Why choose linux over NT for server?

Associate
Joined
21 May 2003
Posts
1,008
Hi. I've got an old computer (athlonxp 800mhz,512ram) and want to make it into a server. I'm gonna put 1 terrabyte of hard disks in there, and have it serve movies, music (through itunes) and maybe a printer to maximum 5 computers.

At first I thought linux. I'm quite happy using it but not good enough to say install gentoo without a lot of reading.

Then i thought why not just install windos NT on it? I know exactly how ot use it, I can't see there being much of a performance difference for my needs, and I know all the hardware etc will work with it easily.

Is there anything you can think of why I should use Linux instead of windows?

One thing i'm not sure about is which windows is the latets NT one. is it still 2003 or is XP capable of doing it all?
 
Whatever works.

For my personal use, license costs would be the major issue, and having to reactivate whenever I change hardware (I've had to reactive Windows simply from adding a HD, before).

You can boot from Linux software RAID (unlike Windows Server 'dynamic disks' RAID) and it is also hardware transparent - replace the HD controllers/motherboard/HD's, and it doesn't care - unlike proprietry on-disk metadata formats used by hardware RAID cards.
 
well I won't actually be usign RAID. I have though about it and did end up buying two same model 250g hard disks but in the end I figured it's not important data so i'd rather have the space.

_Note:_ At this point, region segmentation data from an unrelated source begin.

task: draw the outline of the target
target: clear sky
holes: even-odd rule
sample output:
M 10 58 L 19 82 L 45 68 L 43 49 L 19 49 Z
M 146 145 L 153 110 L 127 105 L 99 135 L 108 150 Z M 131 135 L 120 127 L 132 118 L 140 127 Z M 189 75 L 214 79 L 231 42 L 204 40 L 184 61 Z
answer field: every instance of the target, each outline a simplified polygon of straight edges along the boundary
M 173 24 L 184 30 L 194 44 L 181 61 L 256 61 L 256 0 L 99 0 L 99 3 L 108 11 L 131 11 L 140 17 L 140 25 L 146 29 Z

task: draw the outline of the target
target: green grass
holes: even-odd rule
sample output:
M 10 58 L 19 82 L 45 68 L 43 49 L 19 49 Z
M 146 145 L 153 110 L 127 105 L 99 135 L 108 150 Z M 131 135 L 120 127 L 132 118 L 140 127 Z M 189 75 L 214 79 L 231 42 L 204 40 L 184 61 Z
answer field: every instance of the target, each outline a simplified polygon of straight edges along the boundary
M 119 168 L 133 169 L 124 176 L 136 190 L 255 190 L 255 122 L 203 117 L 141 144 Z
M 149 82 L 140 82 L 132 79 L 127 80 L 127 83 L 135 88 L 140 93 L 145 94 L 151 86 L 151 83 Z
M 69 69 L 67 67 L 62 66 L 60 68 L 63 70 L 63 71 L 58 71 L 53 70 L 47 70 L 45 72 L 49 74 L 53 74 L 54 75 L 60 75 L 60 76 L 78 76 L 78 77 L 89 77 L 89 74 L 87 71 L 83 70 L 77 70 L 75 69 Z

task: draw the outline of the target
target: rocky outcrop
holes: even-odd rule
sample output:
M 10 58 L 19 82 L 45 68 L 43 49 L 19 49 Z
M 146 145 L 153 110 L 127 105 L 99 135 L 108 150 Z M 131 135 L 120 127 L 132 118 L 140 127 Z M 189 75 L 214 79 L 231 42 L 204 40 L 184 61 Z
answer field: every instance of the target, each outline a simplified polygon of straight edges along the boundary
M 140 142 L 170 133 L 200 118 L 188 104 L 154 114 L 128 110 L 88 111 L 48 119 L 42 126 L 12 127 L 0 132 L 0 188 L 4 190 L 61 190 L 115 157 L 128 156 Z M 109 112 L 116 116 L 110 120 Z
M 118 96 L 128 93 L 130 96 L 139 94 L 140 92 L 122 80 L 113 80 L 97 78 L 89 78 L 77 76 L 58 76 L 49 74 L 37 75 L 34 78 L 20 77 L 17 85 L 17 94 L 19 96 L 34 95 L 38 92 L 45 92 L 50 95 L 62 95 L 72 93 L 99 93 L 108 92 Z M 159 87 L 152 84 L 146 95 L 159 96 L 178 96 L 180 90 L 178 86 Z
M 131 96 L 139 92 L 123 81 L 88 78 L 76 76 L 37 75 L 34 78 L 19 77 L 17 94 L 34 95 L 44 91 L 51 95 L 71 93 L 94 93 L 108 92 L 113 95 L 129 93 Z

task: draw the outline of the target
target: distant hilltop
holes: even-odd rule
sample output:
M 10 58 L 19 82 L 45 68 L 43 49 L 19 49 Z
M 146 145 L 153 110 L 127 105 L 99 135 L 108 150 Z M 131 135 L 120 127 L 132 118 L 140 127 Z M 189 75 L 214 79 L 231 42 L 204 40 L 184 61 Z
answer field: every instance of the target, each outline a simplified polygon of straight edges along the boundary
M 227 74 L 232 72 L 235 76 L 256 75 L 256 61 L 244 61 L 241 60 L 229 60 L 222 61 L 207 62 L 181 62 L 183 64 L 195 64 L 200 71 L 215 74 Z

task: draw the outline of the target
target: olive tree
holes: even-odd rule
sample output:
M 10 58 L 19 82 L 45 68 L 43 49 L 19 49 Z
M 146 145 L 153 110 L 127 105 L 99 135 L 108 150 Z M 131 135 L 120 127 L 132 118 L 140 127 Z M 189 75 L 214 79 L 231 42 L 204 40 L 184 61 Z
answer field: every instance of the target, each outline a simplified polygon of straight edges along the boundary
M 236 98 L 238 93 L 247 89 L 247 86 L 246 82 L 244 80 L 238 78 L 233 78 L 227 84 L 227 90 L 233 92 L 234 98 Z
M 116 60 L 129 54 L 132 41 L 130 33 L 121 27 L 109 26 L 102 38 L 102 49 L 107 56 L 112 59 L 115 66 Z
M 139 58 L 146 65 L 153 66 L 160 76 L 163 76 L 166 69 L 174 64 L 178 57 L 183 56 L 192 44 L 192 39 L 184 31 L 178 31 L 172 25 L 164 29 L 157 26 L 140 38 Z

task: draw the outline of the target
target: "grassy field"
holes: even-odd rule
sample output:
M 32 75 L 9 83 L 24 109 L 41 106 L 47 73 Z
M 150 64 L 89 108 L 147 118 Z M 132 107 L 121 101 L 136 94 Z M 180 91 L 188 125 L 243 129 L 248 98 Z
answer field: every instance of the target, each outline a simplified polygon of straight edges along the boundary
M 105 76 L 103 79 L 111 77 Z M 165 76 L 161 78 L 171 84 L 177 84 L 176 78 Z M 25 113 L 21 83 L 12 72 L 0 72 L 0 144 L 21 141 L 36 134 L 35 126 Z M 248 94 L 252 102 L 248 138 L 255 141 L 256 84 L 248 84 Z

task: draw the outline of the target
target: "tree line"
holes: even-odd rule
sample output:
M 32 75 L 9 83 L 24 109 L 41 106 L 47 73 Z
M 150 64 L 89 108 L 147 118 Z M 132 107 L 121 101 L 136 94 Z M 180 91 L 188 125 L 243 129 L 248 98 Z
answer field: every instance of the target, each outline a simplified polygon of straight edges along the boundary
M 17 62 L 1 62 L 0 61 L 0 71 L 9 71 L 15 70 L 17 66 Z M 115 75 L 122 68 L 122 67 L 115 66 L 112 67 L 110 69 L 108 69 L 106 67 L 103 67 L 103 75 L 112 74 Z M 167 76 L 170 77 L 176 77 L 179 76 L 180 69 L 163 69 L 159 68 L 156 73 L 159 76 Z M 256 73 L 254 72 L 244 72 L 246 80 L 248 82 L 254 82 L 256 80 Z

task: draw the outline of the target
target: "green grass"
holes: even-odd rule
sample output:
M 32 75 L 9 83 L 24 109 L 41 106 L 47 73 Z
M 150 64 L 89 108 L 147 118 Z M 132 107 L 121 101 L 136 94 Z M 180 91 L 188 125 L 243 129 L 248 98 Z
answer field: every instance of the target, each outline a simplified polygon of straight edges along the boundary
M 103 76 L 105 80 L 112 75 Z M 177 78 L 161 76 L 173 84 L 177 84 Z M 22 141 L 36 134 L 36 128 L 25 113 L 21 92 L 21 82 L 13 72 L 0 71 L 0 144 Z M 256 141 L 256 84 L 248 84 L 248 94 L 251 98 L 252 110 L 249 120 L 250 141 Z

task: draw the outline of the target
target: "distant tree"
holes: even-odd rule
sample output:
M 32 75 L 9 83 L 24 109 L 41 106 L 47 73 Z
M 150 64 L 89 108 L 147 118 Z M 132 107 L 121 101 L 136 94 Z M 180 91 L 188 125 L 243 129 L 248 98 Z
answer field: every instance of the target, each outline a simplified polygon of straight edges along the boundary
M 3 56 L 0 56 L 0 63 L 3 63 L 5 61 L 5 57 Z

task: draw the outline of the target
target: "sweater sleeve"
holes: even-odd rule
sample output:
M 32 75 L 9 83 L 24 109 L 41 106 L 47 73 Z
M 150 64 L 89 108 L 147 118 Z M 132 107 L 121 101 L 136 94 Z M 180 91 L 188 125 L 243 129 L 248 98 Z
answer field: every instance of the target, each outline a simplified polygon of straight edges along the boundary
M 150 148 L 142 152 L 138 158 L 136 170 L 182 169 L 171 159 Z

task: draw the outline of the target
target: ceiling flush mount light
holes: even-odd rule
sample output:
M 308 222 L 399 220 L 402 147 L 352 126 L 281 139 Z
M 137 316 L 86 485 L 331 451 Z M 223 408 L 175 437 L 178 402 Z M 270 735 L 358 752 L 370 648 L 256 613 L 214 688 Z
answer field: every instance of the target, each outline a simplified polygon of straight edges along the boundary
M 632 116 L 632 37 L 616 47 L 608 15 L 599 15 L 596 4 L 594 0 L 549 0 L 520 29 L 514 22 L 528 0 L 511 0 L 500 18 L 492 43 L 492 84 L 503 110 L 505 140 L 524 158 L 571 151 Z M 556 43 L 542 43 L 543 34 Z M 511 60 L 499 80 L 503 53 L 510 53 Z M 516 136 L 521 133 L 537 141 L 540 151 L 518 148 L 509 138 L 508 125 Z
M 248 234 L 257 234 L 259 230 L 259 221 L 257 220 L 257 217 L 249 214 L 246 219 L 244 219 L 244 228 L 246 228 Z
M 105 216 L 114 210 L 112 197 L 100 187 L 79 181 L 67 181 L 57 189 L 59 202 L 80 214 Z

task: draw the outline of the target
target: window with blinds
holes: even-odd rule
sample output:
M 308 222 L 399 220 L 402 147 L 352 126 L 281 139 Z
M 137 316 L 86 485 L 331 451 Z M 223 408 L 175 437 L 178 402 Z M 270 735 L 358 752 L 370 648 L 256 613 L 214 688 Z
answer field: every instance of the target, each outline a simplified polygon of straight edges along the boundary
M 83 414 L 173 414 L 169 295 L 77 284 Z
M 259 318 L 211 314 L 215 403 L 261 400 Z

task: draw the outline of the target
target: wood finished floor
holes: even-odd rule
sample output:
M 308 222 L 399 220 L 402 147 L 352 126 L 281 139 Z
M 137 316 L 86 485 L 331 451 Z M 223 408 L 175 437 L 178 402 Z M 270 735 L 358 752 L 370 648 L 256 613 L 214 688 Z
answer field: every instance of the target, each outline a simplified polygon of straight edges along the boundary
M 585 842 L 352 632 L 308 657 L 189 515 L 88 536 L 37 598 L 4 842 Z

apart form raid and costs is that it?

somethign i was thinking of was spyware and viruses with windows but if i'm not browsig the internet and msn isn;'t installed then there shouldn't be a problem right? is there any way to actually disable internet access to that computer? it will be running through a netgear router.
 
Use a static IP with no default gateway set, it will have no route to the Internet, nor will it respond to any packets outside its subnet.
 
rudeboymcc said:
Then i thought why not just install windos NT on it? I know exactly how ot use it, I can't see there being much of a performance difference for my needs, and I know all the hardware etc will work with it easily.

Is there anything you can think of why I should use Linux instead of windows?

One thing i'm not sure about is which windows is the latets NT one. is it still 2003 or is XP capable of doing it all?


Depends one what you're trying to achieve. On old hardware like you're talking about I would NOT reccomend win2003 or XP; go with Win2k if you're chucking windows on it. The former are way too system resource intesive.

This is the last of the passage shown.